There are $N$ coins, $N \geq 1$. We place them randomly on vertices of $M$-sided regular polygon, $M \geq N$, in every vertice there is at most $1$ coin.
We call X the number of sides with coins on both vertices. Calculate the expected value and variance of $X$.

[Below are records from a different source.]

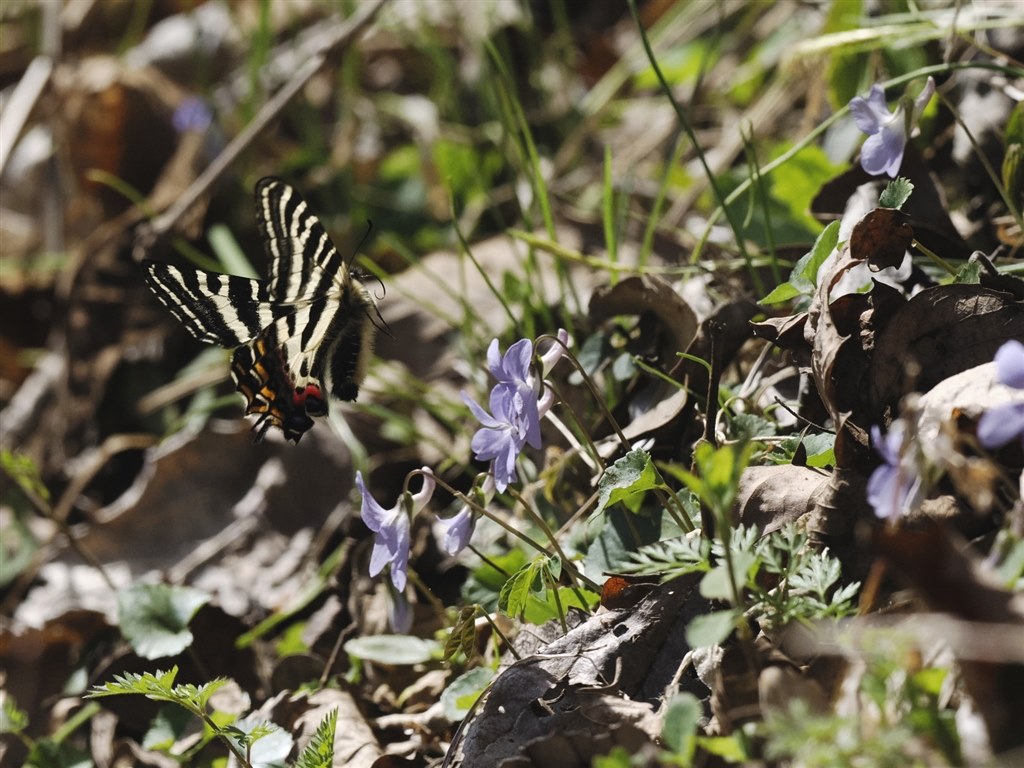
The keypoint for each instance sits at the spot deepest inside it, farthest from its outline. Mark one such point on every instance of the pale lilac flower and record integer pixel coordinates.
(457, 530)
(555, 352)
(399, 612)
(887, 131)
(503, 435)
(192, 115)
(390, 527)
(513, 367)
(1001, 424)
(515, 409)
(895, 487)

We have as many sides as there are vertices, that is $M$. That's why:
$$X = \sum_{i=1}^{M} x_i \ \text{ , where: } x_i = 1 \text{ if side $i$ has coins on both vertices, } x_i = 0 \text{ otherwise. }$$
We have then that for expected value:
$$\mathbb{E} X = \mathbb{E} \sum_{i=1}^{M} x_i = \sum_{i=1}^{M} \mathbb{E} x_i = M \mathbb{P}(x_i = 1)$$
When we think what's the probability of having one of $N$ coins on a chosen one of $M$ vertices it's $ \ \frac{N}{M} \ $. Then on another (when we have already placed the former one), it's: $ \ \frac{N-1}{M-1} \ $. Therefore:
$\mathbb{P}(x_i = 1) = \frac{N}{M} \cdot \frac{N-1}{M-1}$
And we get that: $\mathbb{E} X = M \cdot \frac{N}{M} \cdot \frac{N-1}{M-1} = \frac{N(N-1)}{M-1}$
For the variance I though of using the formula: $Var(X) = \mathbb{E} X^2 - \left( \mathbb{E}X \right)^2 $.

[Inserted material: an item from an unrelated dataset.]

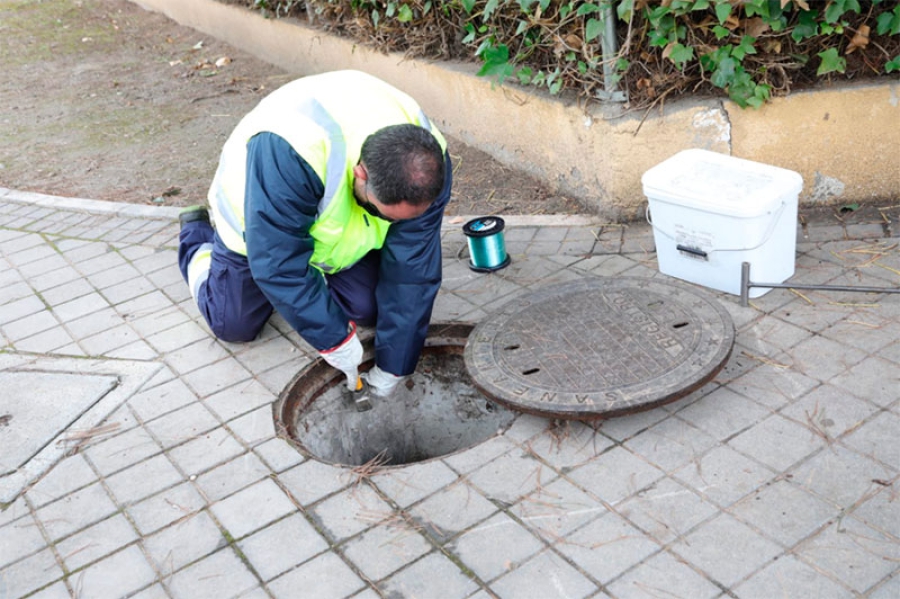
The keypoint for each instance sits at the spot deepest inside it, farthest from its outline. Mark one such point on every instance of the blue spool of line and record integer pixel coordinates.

We see that: $\left( \mathbb{E}X \right)^2 = \left( \frac{N(N-1)}{M-1} \right)^2$
It's harder to find $\mathbb{E} X^2$:
We know that: $\mathbb{E} X^2 = \mathbb{E} \left( \sum_{i=1}^{M} x_i \right)^2 = \mathbb{E} \sum_{i=1}^{M} x_i^2 + \mathbb{E} 2 \sum_{j=1}^{M} \sum_{i=1}^{j-1} \ x_i \ x_j = \sum_{i=1}^{M} \mathbb{E} x_i^2 + \sum_{j=1}^{M} \sum_{i=1}^{j-1} \mathbb{E} \ x_i \ x_j$
So we need $\mathbb{E} \ x_i \ x_j$, there are $2$ possibilities:
- segments $i$ and $j$ don't have no common vertives: $\mathbb{E} x_i x_j = \frac{N(N-1)(N-2)(N-3)}{M(M-1)(M-2)(M-3)}$
- segments $i$ and $j$ have a common vertice: we have 3 consecutive vertices with coins:$\mathbb{E} x_i x_j = \frac{N(N-1)(N-2)}{M(M-1)(M-2)}$
Now we need to put those $2$ possibilities into a formula for $\mathbb{E} X^2$. When we take a segment $i$, it makes a $2^{nd}$ case with $2$ segments and $1^{st}$ case with all $M-3$ other segments. Therefore we have that for $\frac{M(M-1)}{2}$ pairs there are $M$ pairs of the $2^{nd}$ type and $\frac{M(M-1)}{2} - M$ pairs of $1^{st}$ type.
Therefore we have that:
$\mathbb{E} X^2 = M \left( \frac{N(N-1)}{M-1} \right)^2 + 2 \left( M \frac{N(N-1)(N-2)}{M(M-1)(M-2)} + \left( \frac{M(M-1)}{2} - M \right) \frac{N(N-1)(N-2)(N-3)}{M(M-1)(M-2)(M-3)} \right)$
And finally the $Var(X)$ is equal to:
$M \left( \frac{N(N-1)}{M-1} \right)^2 + 2 \left( M \frac{N(N-1)(N-2)}{M(M-1)(M-2)} + \left( \frac{M(M-1)}{2} - M \right) \frac{N(N-1)(N-2)(N-3)}{M(M-1)(M-2)(M-3)} \right) - \left( \frac{N(N-1)}{M-1} \right)^2 $
Is that correct?
I think if $x_i$ and $x_j$ don't share a vertex, then the chance of both is $$\frac{N(N-1)(N-2)(N-3)}{M(M-1)(M-2)(M-3)}$$